Depuis avril 2019, les modalités de prise en charge de l’assurance maladie ont changé mais ne sont pas toujours suffisantes, comme le souligne Marie-Claire Salmon, psychologue à la Ligue contre le cancer et écoutante sur la ligne dédiée (0 800 940 939). “Ce sont souvent des prothèses qui ne sont pas de très bonne qualité. Il faut compter autour de 800 euros pour un rendu plus naturel.”
Changer de tête
Face à ce constat, on peut se dire que donner ses cheveux n’est pas si compliqué. Il suffit de bénéficier d’une longueur suffisante (25 centimètres sur les plus petites mèches pour l’association Solid’hair, 30 pour Coupe d’éclat), de les rassembler en deux ou trois couettes, les couper et les envoyer par La Poste. Mais quand on touche à cette partie de notre corps, c’est toute une réflexion qui se met en place et, pour ma part une prise de conscience: ma tignasse me protège du monde extérieur, elle entoure mon corps telle une armure. Que vais-je devenir sans elle? Qui serai-je? Pourquoi suis-je aussi attachée à cette longueur extraordinaire? Vais-je devenir ordinaire, une fois les cheveux (plus) courts?
“Changer de tête permet de restaurer l’image de soi si elle a été bousculée. On le constate dans les salons de coiffure des hôpitaux, chez les femmes suivies pour une dépression. Et c’est banal après un échec sentimental ou professionnel”, explique le docteur Sylvie Consoli, dermatologue et psychanalyste dans Psychologies Magazine. “À l’opposé, conserver à jamais la même coupe de cheveux témoigne que l’on est en accord avec soi-même. On s’est trouvé, on sait qui l’on est. À moins que cette attitude ne cache une crainte de la nouveauté ou une forme de rigidité. On instaure sa coiffure et on ne change pas non plus d’opinions ni d’habitudes.” Une réflexion qui donne matière à réfléchir et qui explique peut-être pourquoi il s’est passé neuf mois entre le moment où j’ai décidé de passer à l’action (septembre 2019) et le passage sur le siège d’un salon de coiffeur (début juin 2020). Le temps d’une gestation.

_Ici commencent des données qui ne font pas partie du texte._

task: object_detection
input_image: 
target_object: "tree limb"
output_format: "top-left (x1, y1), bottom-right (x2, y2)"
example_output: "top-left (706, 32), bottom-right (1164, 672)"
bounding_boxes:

Arièle Bonte, avant / après, DR
Être renvoyée à son statut de malade
Mais les patientes atteintes d’un cancer n’ont pas ce luxe. Car la perte de cheveux ne renvoie pas seulement à une perte de leur féminité, comme on pourrait le penser d’emblée. “Ce qui revient souvent chez les femmes comme chez les hommes, c’est la difficulté du regard de l’autre, qui s’ajoute au regard que l’on porte sur soi-même”, confie Marie-Claire Salmon. En d’autres termes: perdre ses cheveux parce qu’on est malade, c’est exister dans la société uniquement en tant que malade. Être renvoyées à ce statut dans une vie sociale et/ou professionnelle jusqu’alors préservée peut être un véritable choc. D’où l’importance, pour certaines, de pouvoir “se protéger des réactions d’autrui par l’usage d’une perruque”, explique encore la psychologue.

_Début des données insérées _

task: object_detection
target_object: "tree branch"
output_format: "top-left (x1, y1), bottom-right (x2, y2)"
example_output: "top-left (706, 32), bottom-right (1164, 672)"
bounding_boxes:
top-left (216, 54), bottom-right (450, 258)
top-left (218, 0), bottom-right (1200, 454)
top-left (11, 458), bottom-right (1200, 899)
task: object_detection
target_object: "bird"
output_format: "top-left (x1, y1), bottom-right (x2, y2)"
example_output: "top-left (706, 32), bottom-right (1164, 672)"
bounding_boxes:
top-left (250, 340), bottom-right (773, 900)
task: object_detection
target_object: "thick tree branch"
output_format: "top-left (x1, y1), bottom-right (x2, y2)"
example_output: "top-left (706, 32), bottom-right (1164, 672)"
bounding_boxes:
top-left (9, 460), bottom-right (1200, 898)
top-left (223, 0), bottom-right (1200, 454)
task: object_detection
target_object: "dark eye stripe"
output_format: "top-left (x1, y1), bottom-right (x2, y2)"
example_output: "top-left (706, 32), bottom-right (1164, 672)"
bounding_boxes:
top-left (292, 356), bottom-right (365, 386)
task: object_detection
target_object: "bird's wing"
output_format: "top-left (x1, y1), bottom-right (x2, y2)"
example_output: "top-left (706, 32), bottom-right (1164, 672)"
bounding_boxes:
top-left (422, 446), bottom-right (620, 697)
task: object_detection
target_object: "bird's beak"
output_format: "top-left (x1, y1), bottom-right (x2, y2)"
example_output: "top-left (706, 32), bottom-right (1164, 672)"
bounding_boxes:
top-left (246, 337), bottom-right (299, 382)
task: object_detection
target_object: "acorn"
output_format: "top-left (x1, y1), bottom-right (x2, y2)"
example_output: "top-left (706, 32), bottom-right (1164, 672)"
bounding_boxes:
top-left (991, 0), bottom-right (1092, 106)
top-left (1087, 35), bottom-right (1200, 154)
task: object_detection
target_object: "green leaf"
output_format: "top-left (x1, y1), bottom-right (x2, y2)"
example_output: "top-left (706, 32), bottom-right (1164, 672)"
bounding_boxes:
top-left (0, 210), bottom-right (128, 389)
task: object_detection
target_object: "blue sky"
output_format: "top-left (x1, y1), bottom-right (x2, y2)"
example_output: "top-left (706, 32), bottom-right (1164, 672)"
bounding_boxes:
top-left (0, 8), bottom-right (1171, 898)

Mais n’allez pas croire qu’avec ma quarantaine de centimètres donnés, j’ai pu aider une femme en particulier, comme je le fantasmais. Tiffany Bulteau, porte-parole de Think Pink, la campagne nationale belge de lutte contre le cancer du sein, à l’origine de l’opération Coupe d’éclat, explique que les cheveux reçus sont triés et traités. “Pour concevoir une perruque en cheveu véritable, il faut 6 à 10 dons de cheveux de 30 centimètres, précise-t-elle. On ne peut donc pas aider une personne directement avec une queue de cheval.” Bonne nouvelle, Coupe d’éclat, qui en est à sa sixième édition, a reçu plus de 170 000 dons.

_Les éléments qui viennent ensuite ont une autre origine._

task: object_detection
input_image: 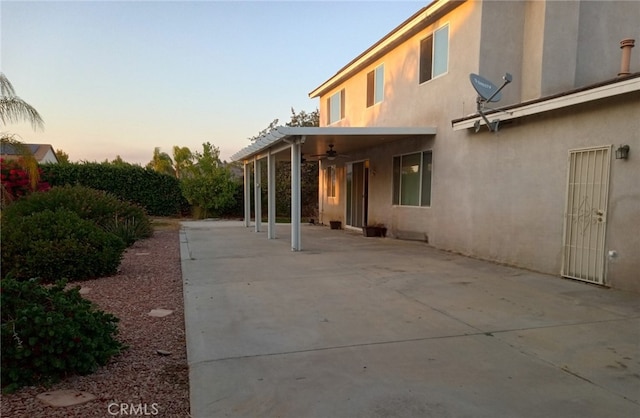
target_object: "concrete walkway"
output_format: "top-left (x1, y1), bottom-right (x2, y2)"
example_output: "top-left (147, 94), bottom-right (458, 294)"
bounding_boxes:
top-left (181, 221), bottom-right (640, 418)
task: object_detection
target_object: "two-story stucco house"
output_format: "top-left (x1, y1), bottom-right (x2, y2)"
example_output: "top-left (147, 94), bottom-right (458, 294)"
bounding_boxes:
top-left (233, 0), bottom-right (640, 292)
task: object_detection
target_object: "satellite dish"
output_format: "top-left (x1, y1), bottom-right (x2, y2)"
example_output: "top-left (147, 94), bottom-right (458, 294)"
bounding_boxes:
top-left (469, 73), bottom-right (502, 102)
top-left (469, 73), bottom-right (513, 132)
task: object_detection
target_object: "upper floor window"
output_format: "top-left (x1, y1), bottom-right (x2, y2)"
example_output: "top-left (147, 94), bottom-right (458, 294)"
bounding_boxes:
top-left (393, 151), bottom-right (432, 206)
top-left (420, 25), bottom-right (449, 83)
top-left (327, 89), bottom-right (344, 125)
top-left (367, 64), bottom-right (384, 107)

De mon côté, comment me suis-je sentie en passant d’une coupe (très très) longue à un carré long? Étrangement bien. Il faut dire que passer le confinement avec ma tignasse m’a convaincue qu’il était temps de passer à autre chose. Je n’avais plus qu’une hâte: me débarrasser de cette longueur encombrante et découvrir mon nouveau visage. Suis-je devenue une personne différente depuis? Pas vraiment! Si ce n’est que je me sens… plus légère. À qui le tour?